Saturday 21 December 2013

Habitat

Vulcano Murapi seen from the village I live in
and its disappointing eruption

Greens

A street in the village

Muslim cemetery
The village

A mosque next door that reminds about its presence 5 time per day
The closest Warung and its most loyal customer David

The house I live in

The best seat in the house is actually outside the house

It's almost 6 PM and dark
Homeworks

Very Hippie

Inmates and guests
Telly in a common room

My favourite painting of many that are in the house

Studio, hammock and buckets for dripping watter

Water list

A seat for three

There is not a single clock, but many maps in hour house

The most uncomfortable (yet only in the house) couch ever

Kitchen
Van Goghian wall in my room (proud to be the author)

Varinian wall in my room (again proud to be the author)
Me in sarong in the front yard

Sunday 8 December 2013

Self-made men

Three days ago I went to an Indonesian immigration office. Anyone who ever encountered any office of this kind knows that it is a cherry on the top of the pie of national bureaucracy. Time and humanity stop and stay outside institutions like this. I guess they are banned by the same senseless rules that also forbid to wear T-shirts, shorts, shorter skirts or any other outfit that is not a torture in Indonesian weather in Yorya's immigration office.

On arrival to the office a controlled chaos of parked vehicles greeted me. Three quarters of the parking were devoted to the handful of cars. Cars are symbols of upper social status and traffic power in Indonesia. Furthermore, Indonesians do not take practical driving exams, thus they simply can't park without an external help of one or two assistance. In other words, 7 cars needs and hence have more space than 77 motorcycles.

The remaining quarter of the front yard was jammed with motorcycles parked millimeters one next to other. After few moments of lost and desperation a mas (Indonesian polite title of a young man) showed me a space just big enough to park a motorcycle. He was not a Samaritan. He was a self-made man whom everyone has to give seribu (1000 Indonesian rupiah) for his services before a departure. Wherever I drive and park I found these men who for one or two thousands greet me, help me and see of me. There are no other choices no matter where I go: public beach, supermarket, governmental institution, etc. The unsolicited help is everywhere. 

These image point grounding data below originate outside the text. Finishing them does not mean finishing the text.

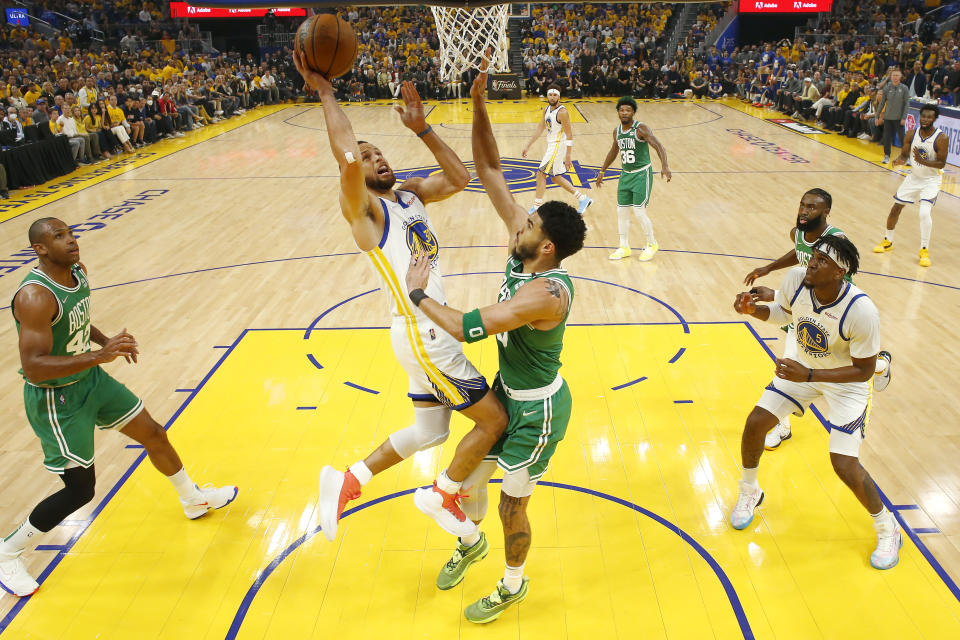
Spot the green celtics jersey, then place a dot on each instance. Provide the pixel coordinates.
(71, 325)
(634, 154)
(530, 358)
(804, 249)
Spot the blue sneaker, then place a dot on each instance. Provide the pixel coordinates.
(582, 207)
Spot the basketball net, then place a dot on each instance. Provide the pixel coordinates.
(466, 33)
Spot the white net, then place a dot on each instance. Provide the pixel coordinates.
(465, 34)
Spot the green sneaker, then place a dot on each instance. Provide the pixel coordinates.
(490, 608)
(456, 568)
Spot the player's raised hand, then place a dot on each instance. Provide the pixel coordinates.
(411, 113)
(744, 303)
(419, 271)
(122, 344)
(314, 79)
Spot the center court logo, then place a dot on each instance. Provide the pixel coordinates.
(812, 337)
(521, 174)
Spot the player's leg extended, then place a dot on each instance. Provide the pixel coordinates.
(474, 547)
(79, 484)
(892, 218)
(195, 501)
(442, 501)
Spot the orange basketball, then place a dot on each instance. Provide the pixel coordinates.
(327, 44)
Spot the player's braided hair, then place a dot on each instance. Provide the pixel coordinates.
(845, 249)
(563, 226)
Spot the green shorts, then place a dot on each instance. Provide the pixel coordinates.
(64, 417)
(634, 188)
(534, 429)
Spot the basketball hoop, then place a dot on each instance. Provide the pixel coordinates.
(466, 33)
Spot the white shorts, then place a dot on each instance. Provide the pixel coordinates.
(552, 163)
(923, 189)
(434, 361)
(848, 408)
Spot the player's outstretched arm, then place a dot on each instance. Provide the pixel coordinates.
(454, 176)
(542, 303)
(34, 307)
(486, 157)
(644, 133)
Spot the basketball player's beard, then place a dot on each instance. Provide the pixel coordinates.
(385, 183)
(810, 224)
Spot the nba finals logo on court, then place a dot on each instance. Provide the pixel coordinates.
(812, 337)
(421, 241)
(521, 174)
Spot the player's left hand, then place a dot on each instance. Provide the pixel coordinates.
(419, 272)
(792, 370)
(412, 116)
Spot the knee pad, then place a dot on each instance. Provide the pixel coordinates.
(431, 427)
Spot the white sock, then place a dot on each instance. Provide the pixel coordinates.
(926, 224)
(182, 483)
(513, 578)
(361, 472)
(470, 540)
(14, 544)
(883, 522)
(445, 484)
(623, 225)
(641, 213)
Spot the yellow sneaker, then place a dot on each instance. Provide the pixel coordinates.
(648, 252)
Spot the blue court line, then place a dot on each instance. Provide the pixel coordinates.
(627, 384)
(924, 551)
(361, 388)
(83, 525)
(731, 593)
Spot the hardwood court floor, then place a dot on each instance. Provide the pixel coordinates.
(224, 261)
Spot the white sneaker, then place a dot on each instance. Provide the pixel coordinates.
(206, 498)
(648, 252)
(887, 553)
(881, 380)
(14, 578)
(777, 435)
(445, 509)
(750, 498)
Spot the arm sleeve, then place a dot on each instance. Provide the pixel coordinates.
(862, 328)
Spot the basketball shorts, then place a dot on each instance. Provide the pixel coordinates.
(64, 417)
(552, 163)
(634, 188)
(918, 189)
(435, 364)
(848, 408)
(534, 428)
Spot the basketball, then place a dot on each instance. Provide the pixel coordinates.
(327, 44)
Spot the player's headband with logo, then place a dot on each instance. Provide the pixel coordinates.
(831, 253)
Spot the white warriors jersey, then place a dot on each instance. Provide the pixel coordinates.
(406, 228)
(551, 117)
(927, 152)
(829, 336)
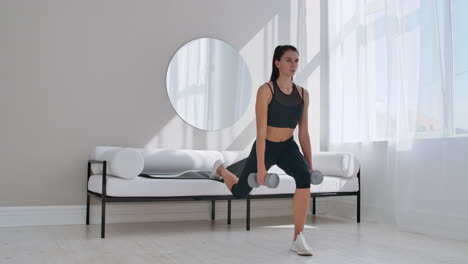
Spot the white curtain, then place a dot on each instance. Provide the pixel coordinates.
(392, 84)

A parking assistant outside Indonesian immigration office


The parking assistants are not kings, nor presidents. The source of their rule and power is not divine nor sovereignty of their people. They are inventors who create their jobs out of nowhere. When I drive around Yogya I see men standing in the strangest places and inviting me to park there where they decided to stand and create a source of their incomes. These men are truthfully self-made men in the most liberal way. Neither their freedom nor their responsibilities come from or goes to any outside source. 

Parking assistants are not alone in this liberal world. Salesmen who sell their good on street and road; in small village shops; driving around three-wheel bicycles with a small containers full of fruits in front of them; and jumping to economy class buses on their stops in front of traffic light and ride till the next lights. Also there are musicians, who play (for money) the same terrible cacophony of sounds with three string mini guitars between the same traffic lights on the same buses. Other musicians, but with percussion play next to traffic light, while one or two men with buckets runs through the temporal labyrinths of standing vehicles. Sometimes the liberal rhythms of drums are accompanied by dancing child, woman or monkey. 

An then there are my favourite ones: big men with big riffles. Soon after arrival to Indonesian I started to notice men who drive and walk around carrying big guns with optics and silencers. For a while I was wondering what are at the other end of the gun. On Java there are no big predators who would threaten human-beings or their life stocks. However, the aim is not to kill, it is to tranquilize and to sell.

Yesterday, just after the rain for the second or third time since my arrival I witnessed how a seventeen(ish) year old boy with a air-pressured rifle (mounted with optics and silencer) came to our front yard and fired a number of shots upwards into trees. He was aiming for small exotic birds that he could put into tiny cage, bring to animal market and sell to rich locals and internationals. He was another type of self-made man who himself invented a self-sufficient job in a black market of exotic animals. 

Here I live in a truly a liberal dream of the complete independence of any social and natural entity that creates a world with not a single bird in a sky and tones of plastic rubbish on the ground.